Sinais ...
A aldeia, plantada na encosta do morro, espreguiça-se ao
ritmo lento dos dias sempre iguais. É a torre - sineira que marca o compasso
das horas e da Vida. Pelo seu badalar festivo, anuncia-se um casamento ou
batizado. Pelo toque de fim de tarde, a hora dos fiéis recolherem ao Templo
para a oração do Terço. E, a qualquer hora do dia, sem aviso prévio, por vezes
toca a sinais.
É quando um qualquer habitante do povoado secular, chega ao
fim da caminhada. São badaladas espaçadas, tristes e soturnas. Aqui, neste Lugar
vazio de gente, cada morte tem o ferrete ácido da tragédia. Porque todos se
conhecem desde a infância. A existência sofrida de quem partiu deste mundo, é
sempre um rosário de saudade e de memórias coletivas, materializadas num álbum cinzento
de angústias e de privações.
Hoje, tocou a sinais. Morreu o alfaiate. Dizem que morreu.

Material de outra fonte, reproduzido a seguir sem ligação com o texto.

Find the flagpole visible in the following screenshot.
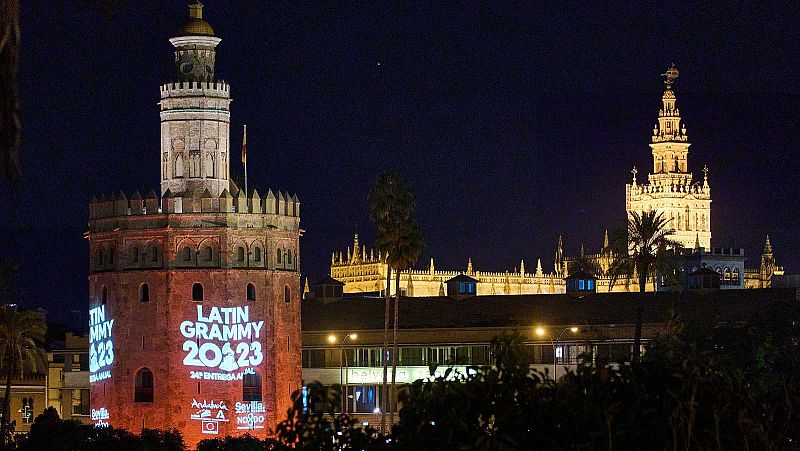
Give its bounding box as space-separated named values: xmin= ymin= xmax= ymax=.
xmin=242 ymin=124 xmax=250 ymax=203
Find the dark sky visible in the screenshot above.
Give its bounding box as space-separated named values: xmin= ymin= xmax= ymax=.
xmin=0 ymin=0 xmax=800 ymax=323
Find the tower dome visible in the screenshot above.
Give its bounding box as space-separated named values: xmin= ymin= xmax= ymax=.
xmin=175 ymin=1 xmax=214 ymax=36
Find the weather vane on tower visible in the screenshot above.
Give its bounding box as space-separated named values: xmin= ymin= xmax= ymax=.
xmin=661 ymin=63 xmax=680 ymax=89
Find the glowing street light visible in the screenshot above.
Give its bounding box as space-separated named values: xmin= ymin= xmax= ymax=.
xmin=328 ymin=333 xmax=358 ymax=412
xmin=534 ymin=326 xmax=580 ymax=380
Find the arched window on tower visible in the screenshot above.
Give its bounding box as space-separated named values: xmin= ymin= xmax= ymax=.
xmin=192 ymin=283 xmax=203 ymax=302
xmin=181 ymin=246 xmax=192 ymax=262
xmin=128 ymin=246 xmax=139 ymax=263
xmin=133 ymin=368 xmax=153 ymax=402
xmin=201 ymin=246 xmax=214 ymax=262
xmin=242 ymin=371 xmax=261 ymax=402
xmin=205 ymin=154 xmax=214 ymax=178
xmin=175 ymin=155 xmax=183 ymax=177
xmin=684 ymin=206 xmax=692 ymax=230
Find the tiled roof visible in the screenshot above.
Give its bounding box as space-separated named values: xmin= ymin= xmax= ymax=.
xmin=302 ymin=289 xmax=797 ymax=332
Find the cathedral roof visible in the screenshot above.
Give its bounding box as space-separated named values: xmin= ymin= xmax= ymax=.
xmin=175 ymin=2 xmax=214 ymax=36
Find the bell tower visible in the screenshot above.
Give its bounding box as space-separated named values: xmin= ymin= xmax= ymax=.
xmin=626 ymin=65 xmax=711 ymax=249
xmin=159 ymin=2 xmax=231 ymax=197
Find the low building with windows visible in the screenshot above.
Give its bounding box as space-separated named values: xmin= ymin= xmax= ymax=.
xmin=47 ymin=332 xmax=91 ymax=424
xmin=302 ymin=289 xmax=796 ymax=430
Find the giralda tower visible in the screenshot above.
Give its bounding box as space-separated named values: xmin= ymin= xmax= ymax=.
xmin=86 ymin=3 xmax=301 ymax=446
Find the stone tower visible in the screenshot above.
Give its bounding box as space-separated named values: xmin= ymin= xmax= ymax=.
xmin=86 ymin=3 xmax=301 ymax=447
xmin=159 ymin=3 xmax=231 ymax=196
xmin=625 ymin=66 xmax=711 ymax=249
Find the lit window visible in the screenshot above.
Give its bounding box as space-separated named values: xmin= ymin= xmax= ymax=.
xmin=139 ymin=283 xmax=150 ymax=302
xmin=192 ymin=283 xmax=203 ymax=302
xmin=242 ymin=373 xmax=261 ymax=402
xmin=133 ymin=368 xmax=153 ymax=402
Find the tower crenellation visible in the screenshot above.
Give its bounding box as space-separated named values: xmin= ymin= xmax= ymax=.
xmin=86 ymin=1 xmax=302 ymax=446
xmin=626 ymin=65 xmax=711 ymax=249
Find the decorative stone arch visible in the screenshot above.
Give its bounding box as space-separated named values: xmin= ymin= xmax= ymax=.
xmin=249 ymin=238 xmax=267 ymax=267
xmin=229 ymin=238 xmax=248 ymax=268
xmin=197 ymin=238 xmax=219 ymax=267
xmin=125 ymin=241 xmax=145 ymax=268
xmin=172 ymin=139 xmax=186 ymax=178
xmin=142 ymin=239 xmax=164 ymax=268
xmin=175 ymin=238 xmax=198 ymax=266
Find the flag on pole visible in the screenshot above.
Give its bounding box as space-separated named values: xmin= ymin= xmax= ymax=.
xmin=242 ymin=125 xmax=247 ymax=164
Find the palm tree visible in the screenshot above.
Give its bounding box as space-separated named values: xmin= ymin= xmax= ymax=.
xmin=0 ymin=305 xmax=47 ymax=440
xmin=378 ymin=217 xmax=425 ymax=425
xmin=369 ymin=172 xmax=414 ymax=431
xmin=604 ymin=210 xmax=682 ymax=364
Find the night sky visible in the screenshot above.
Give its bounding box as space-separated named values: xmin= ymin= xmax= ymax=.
xmin=0 ymin=0 xmax=800 ymax=324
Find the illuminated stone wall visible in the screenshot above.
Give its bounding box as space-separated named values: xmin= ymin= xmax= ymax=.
xmin=88 ymin=206 xmax=301 ymax=444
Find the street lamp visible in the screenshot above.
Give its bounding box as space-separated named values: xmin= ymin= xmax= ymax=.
xmin=328 ymin=333 xmax=358 ymax=412
xmin=534 ymin=326 xmax=580 ymax=381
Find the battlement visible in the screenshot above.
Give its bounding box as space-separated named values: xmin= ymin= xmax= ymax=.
xmin=89 ymin=189 xmax=300 ymax=219
xmin=160 ymin=81 xmax=231 ymax=99
xmin=628 ymin=184 xmax=711 ymax=197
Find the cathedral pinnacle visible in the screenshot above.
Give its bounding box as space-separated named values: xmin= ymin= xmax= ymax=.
xmin=661 ymin=63 xmax=680 ymax=90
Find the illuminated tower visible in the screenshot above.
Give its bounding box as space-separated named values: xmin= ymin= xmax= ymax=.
xmin=86 ymin=3 xmax=301 ymax=446
xmin=626 ymin=66 xmax=711 ymax=249
xmin=159 ymin=3 xmax=231 ymax=196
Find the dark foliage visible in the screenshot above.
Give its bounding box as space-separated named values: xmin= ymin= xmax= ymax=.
xmin=197 ymin=435 xmax=285 ymax=451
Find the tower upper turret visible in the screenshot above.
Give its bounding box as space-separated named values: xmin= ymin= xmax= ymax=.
xmin=626 ymin=65 xmax=711 ymax=249
xmin=159 ymin=2 xmax=231 ymax=197
xmin=169 ymin=2 xmax=221 ymax=82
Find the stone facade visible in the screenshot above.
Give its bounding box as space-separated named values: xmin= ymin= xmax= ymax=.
xmin=625 ymin=66 xmax=711 ymax=249
xmin=86 ymin=4 xmax=301 ymax=446
xmin=330 ymin=66 xmax=782 ymax=297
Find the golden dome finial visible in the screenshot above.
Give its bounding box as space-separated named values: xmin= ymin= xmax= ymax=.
xmin=177 ymin=0 xmax=214 ymax=36
xmin=189 ymin=1 xmax=203 ymax=19
xmin=661 ymin=63 xmax=680 ymax=89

Mas o toque do sino não engana. Ele, o alfaiate, há muito que se arrastava pelo
lar de idosos. Conheci-o bem. Simples e cordato, iluminava-lhe a face um
sorriso doce. Por vezes, ainda na plenitude das suas faculdades físicas e
mentais, passeava pela aldeia, tendo como companheira inseparável uma bengala
de madeira. Um dia, sentado num banco de pedra, prometeu contar-me a sua vida.
Do tempo em que, de fita métrica a pender-lhe do pescoço, debruçado sobre a agulha
e o dedal, alinhavava vagarosamente as bandas de um casaco de homem, como quem traçava
a giz, os fios sofridos do Destino.
Naquele Tempo de outrora, a profissão era muito respeitada.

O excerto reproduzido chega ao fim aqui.